- Genre: Edutainment
- Developer: Kutoka Interactive
- Publisher: Kutoka Interactive
- Platforms: Windows, Macintosh
- First release: Mia's Reading Adventure: The Search for Grandma's Remedy 1998
- Latest release: Mia's Reading Adventure: The Bugaboo Bugs 2007

= Mia's Big Adventure Collection =

Mia's Big Adventure Collection is an edutainment software series created in 1998 by Kutoka Interactive. The series consists in five subject-based titles for children in elementary school.

==Gameplay==
In the introduction of each of Mia's adventures, the player is invited to help her on a quest. As the player progresses through the game, there are various educational activities.

The difficulty level set by the player at the beginning of the game corresponds to different and more challenging question sets. Optionally, the player may bypass the entire adventure part of the Mia game and enter straight into a menu of all educational activities.
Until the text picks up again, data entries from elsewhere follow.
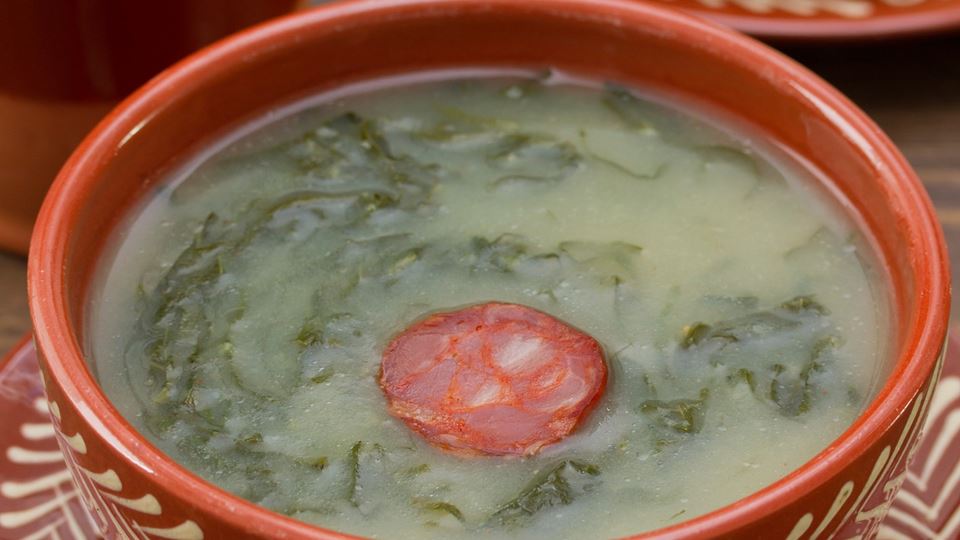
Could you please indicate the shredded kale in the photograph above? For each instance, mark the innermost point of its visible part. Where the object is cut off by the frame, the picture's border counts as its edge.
(680, 415)
(559, 485)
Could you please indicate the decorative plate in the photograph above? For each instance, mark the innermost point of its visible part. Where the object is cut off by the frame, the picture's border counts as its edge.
(38, 500)
(828, 20)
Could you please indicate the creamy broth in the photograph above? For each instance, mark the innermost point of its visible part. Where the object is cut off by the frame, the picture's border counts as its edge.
(240, 321)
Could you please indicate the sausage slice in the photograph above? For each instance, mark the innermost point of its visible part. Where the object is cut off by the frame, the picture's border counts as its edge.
(496, 379)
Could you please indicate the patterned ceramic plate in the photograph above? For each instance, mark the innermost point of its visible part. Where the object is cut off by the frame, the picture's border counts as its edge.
(828, 20)
(38, 501)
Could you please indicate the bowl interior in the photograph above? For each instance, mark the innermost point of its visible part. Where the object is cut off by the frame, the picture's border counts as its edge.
(635, 44)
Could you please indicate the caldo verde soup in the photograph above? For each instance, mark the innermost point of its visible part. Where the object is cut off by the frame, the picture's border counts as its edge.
(511, 306)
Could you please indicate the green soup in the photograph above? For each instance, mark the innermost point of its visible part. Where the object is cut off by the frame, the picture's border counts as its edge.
(240, 320)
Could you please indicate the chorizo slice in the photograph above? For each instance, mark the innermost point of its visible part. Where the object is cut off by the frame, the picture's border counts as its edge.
(495, 379)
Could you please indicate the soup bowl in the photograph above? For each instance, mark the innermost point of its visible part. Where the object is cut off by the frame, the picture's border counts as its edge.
(135, 491)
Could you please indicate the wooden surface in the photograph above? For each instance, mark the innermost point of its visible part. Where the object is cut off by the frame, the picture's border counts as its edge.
(911, 88)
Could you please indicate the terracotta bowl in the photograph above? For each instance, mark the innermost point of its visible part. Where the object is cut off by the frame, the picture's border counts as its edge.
(137, 491)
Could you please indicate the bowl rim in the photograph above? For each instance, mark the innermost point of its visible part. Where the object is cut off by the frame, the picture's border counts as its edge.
(64, 356)
(782, 27)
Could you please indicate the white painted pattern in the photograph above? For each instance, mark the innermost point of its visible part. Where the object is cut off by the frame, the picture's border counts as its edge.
(867, 520)
(917, 510)
(101, 492)
(54, 487)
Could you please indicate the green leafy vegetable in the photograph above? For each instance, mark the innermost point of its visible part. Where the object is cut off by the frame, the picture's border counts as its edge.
(559, 485)
(680, 415)
(627, 107)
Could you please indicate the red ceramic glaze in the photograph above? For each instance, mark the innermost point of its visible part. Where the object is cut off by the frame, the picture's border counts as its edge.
(828, 20)
(65, 63)
(137, 491)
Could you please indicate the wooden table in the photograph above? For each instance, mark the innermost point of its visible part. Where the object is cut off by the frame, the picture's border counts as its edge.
(911, 88)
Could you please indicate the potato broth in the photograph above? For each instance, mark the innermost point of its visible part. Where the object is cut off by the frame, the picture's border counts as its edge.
(240, 319)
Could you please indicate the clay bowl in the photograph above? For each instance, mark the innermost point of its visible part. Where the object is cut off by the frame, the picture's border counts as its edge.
(65, 63)
(134, 489)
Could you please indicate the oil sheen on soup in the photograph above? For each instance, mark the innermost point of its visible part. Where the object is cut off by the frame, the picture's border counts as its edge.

Inside Mia's adventure, the character of Mia follows the player's cursor on the screen and reacts to certain objects in the scene when they are clicked on.

==Characters==
Mice:
- Mia Mouse: The titular protagonist of the series. She is a feisty and clever English mouse who carries a skateboard in her backpack. She lives in the attic of an old Victorian house on Carrington Lane in London, England, where her family has lived for generations.
- Marty Mouse: He is Mia's best friend. He is a very smart kid who likes to read books and is a bit shy, especially around Mia.
- Miguel Mouse: He is a gifted mechanic from Mexico.
- Manfrid Mouse: He is Marty's father. He owns the General Store.
  - Mister Maurice is also what he is called
- Grandma Mimi

Rats:
- Romaine Rat: The antagonist of the series. He is a businessman who has a special passion and talent for accumulating Sparklies, the currency in Mia's world.
- Pompon Rat: He is Romaine Rat's left arm and the cousin of Nopompon Rat.
- Nopompon Rat: He is Romaine Rat's right arm and the cousin of Pompon Rat.
- Rango Rat is a tall rat introduced in the TV series
- Rufus Rat is a short rat introduced in the TV series

Bats:
- Dingbat is a little bat. He cannot fly.
- Biska Bat is a female bat introduced in the TV series

Others:
- Betty Bird: She is a woodpecker flying around the gossip in Mia's neighbourhood.
- Freddy Frog: He is an accident-prone friend of Mia who lives in a pond in the backyard of her house.
- Scary Spider

==Titles in the collection==
===Main series===
- Mia's Reading Adventure: The Search for Grandma's Remedy (1998)
- Mia's Science Adventure: Romaine's New Hat (2000)
- Mia's Math Adventure: Just in Time! (2001)
- Mia's Language Adventure: The Kidnap Caper (2003)
- Mia's Reading Adventure: The Bugaboo Bugs (2007)

===Other titles===
- Click & Create With Mia: A Complete Creativity Studio (2002)
- Mia Sudoku (2008)
- Mia's Word Copter (2010)
- Mia: The Happy Helper - A Fun Learning Adventure App (2014)

==Technology==
With the exception of Mia's Language Adventure, which uses Kutoka's own 2D engine, all Mia games were developed with the Macromedia (later Adobe Systems) Director multimedia application authoring platform.

The in-game 3D animations are made with Softimage 3D (and later XSI) before they are imported as sprites inside Director. The animated 3D cinematics are also made with Softimage's technology and exported as QuickTime movies.

==TV series==
The franchise was announced in 2010 by Radio Canada and produced by Sardine Productions. After delay Cyber Group Studios with Spacetoon Media's participation released the TV series in 2014 in both French and English. Toonavision picked up the show by 2019.

==Awards==
In addition to awards received by the individual titles in the collection, the whole Mia collection received a United Nations World Summit Award in 2003.